Bermuda’s reputation as a place for insurance run-off excellence grew continually in 2020, a leading executive in the Bermuda office of professional services firm PwC has said.
James Ferris, a partner and leader of the Bermuda Advisory practice, said: “The likes of Compre established its Bermuda operations in the year, along with a capital raise, and we saw Darag’s Bermuda entity established in 2020 increase its deal flow.
“We expect further establishment of Bermuda entities from run-off players into 2021 pointing to the Bermuda Monetary Authority becoming a significant regulator in respect of run-off operations globally, as well as group supervisor of significant amounts of US and UK/European liabilities.”
Mr Ferris’ comments appear in the annual Global Insurance Run-off Survey produced by PwC in conjunction with the Insurance and Reinsurance Legacy Association and the Association of Insurance and Reinsurance Run-off Companies.
The online survey was sent to a cross-section of individuals at re/insurers, legacy business acquirers, brokers, service providers and other stakeholders in the non-life legacy insurance market.
It found that the growth in legacy activity predicted in the last edition of the survey has materialised, boosted by significant investment in both new and existing legacy players. The market has maintained its momentum, with more than 100 legacy deals publicly announced since the last survey, consistent with the volume in the prior period.
Speaking of the Bermuda market, Mr Ferris added: “With this critical mass, we expect the Bermuda market stakeholders to continue developing the next generation of innovation for Bermuda to keep it at the forefront of legacy solutions. While 2020 saw a Bermuda domiciled consolidator complete its first US IBT, Bermuda has not yet developed its own framework for IBT akin to the Part VII process, something which may be required in time to support the industry.
“The year also saw Bermuda being placed on the National Association of Insurance Commissioners List of Reciprocal Jurisdictions effective 1 January 2020, which we expect to only increase the attractiveness of reinsuring into the territory and the solutions that can be developed.
“We may see strong demand for Bermuda specific legacy solutions in the coming years as the 2021 renewal season suggests pricing of new contracts is hardening, which will put those reinsurers with capital intensive legacy business in the spotlight. To maximise investor returns, established insurers should be looking at ways to effectively pass legacy liabilities into the run-off market and recycle the capital into more profitable underwriting.”
Damian Cooper, insurance partner at PwC Bermuda, said: “The non-life run-off market has shown tremendous resilience in the face of Covid-19. The strong deal activity has been boosted by some significant investments in both new and existing players. Over the next few years market conditions look conducive to further growth, which is strongly supported by this year’s survey responses.”
PWC said survey respondents predict legacy deal activity will remain at record highs, with the US and Lloyd’s markets continuing to be particularly busy.
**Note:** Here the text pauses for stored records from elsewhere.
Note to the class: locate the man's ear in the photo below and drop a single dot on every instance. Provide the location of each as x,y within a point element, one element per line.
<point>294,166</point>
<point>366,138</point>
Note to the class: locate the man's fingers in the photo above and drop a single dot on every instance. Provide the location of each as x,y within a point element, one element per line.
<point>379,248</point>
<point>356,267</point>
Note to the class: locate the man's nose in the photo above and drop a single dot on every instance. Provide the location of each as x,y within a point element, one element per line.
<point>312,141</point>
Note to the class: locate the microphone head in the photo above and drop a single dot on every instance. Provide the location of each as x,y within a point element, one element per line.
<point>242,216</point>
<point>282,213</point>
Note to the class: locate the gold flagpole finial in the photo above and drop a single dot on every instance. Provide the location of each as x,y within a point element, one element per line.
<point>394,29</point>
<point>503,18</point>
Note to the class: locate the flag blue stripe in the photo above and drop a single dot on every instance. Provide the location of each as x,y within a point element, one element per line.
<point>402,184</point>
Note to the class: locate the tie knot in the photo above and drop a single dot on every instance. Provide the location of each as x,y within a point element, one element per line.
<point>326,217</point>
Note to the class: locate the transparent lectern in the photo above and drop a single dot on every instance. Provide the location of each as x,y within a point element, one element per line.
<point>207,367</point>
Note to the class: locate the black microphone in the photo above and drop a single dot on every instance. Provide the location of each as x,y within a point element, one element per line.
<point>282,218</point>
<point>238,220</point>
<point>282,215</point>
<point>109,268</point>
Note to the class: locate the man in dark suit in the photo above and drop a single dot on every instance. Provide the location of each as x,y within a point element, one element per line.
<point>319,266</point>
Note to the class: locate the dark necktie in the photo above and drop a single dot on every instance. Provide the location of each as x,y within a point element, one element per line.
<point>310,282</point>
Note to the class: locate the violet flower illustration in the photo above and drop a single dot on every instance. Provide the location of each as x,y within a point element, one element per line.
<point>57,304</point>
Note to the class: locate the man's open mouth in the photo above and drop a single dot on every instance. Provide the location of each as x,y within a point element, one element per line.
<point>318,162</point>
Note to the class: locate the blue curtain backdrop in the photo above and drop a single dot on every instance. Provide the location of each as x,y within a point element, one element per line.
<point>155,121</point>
Respondents further indicate that they expect the sector to be heavily influenced by factors such as increased levels of capital availability and hardening live market conditions, which will ensure a strong supply pipeline over the next two years.
PwC said key survey findings include:
• The majority of survey respondents believe the global legacy market is growing.
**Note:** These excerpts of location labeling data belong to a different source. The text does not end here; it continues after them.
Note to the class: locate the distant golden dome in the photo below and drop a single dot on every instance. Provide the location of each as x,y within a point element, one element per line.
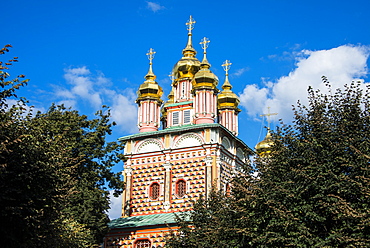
<point>205,78</point>
<point>263,148</point>
<point>150,88</point>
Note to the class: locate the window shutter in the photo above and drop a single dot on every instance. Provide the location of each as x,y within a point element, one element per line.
<point>186,116</point>
<point>175,118</point>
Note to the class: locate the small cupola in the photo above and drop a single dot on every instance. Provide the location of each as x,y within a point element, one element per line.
<point>227,98</point>
<point>150,88</point>
<point>188,65</point>
<point>205,78</point>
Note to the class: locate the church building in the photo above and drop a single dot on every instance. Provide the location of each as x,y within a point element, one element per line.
<point>185,146</point>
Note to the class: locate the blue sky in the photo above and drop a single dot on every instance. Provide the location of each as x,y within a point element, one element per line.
<point>88,53</point>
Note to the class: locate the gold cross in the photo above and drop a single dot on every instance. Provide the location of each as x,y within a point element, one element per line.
<point>204,44</point>
<point>150,54</point>
<point>226,66</point>
<point>190,24</point>
<point>171,76</point>
<point>268,117</point>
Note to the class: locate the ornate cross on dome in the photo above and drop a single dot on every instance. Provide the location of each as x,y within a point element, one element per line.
<point>172,77</point>
<point>190,24</point>
<point>268,117</point>
<point>226,66</point>
<point>204,44</point>
<point>150,54</point>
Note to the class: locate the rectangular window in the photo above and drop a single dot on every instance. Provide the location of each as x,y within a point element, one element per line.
<point>175,118</point>
<point>187,116</point>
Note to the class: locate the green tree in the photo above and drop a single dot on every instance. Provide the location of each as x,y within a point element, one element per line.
<point>212,223</point>
<point>314,189</point>
<point>54,172</point>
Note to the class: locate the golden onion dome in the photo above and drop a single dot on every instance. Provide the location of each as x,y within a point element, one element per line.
<point>150,88</point>
<point>170,99</point>
<point>227,98</point>
<point>263,148</point>
<point>205,78</point>
<point>188,65</point>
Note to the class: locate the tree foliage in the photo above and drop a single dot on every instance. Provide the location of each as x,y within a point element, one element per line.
<point>54,172</point>
<point>314,188</point>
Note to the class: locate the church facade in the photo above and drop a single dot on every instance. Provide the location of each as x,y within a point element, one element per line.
<point>196,149</point>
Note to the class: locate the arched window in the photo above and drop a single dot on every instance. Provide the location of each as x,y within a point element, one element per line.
<point>180,188</point>
<point>154,191</point>
<point>143,243</point>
• Key restructuring drivers remain consistent with the deal flow that has been observed in the market over the past two years.
•Releasing capital continues to be the primary driver of run-off activity, followed closely by disposing of non-core business and achieving early finality.
• Ninety-three per cent of respondents believe new capital will continue to be made available to legacy market players in the current hardening market.
• Seventy-nine per cent of respondents foresee consolidators pricing legacy deals at internal rates of return of between 10 and 20 per cent.
PwC estimates that the global non-life run-off reserve has increased to $864 billion, which is a nine per cent increase since the previous edition of the survey.
The North America region continues to dominate, with reserves of $402 billion, while the United Kingdom and Continental Europe markets have a combined reserve of $302 billion.
Run-off liabilities in other key territories, including Asia, the Middle East and South America, have combined liabilities of $160 billion.
Jim Bichard, global insurance leader at PwC UK, said: “The legacy market has never been as active as it has since our last survey, both from a deals perspective but also from a legacy management perspective within groups.”
He added: “More of our professionals than ever are involved in providing insights and services to the market and we can only see this continuing to expand as the market evolves and develops.”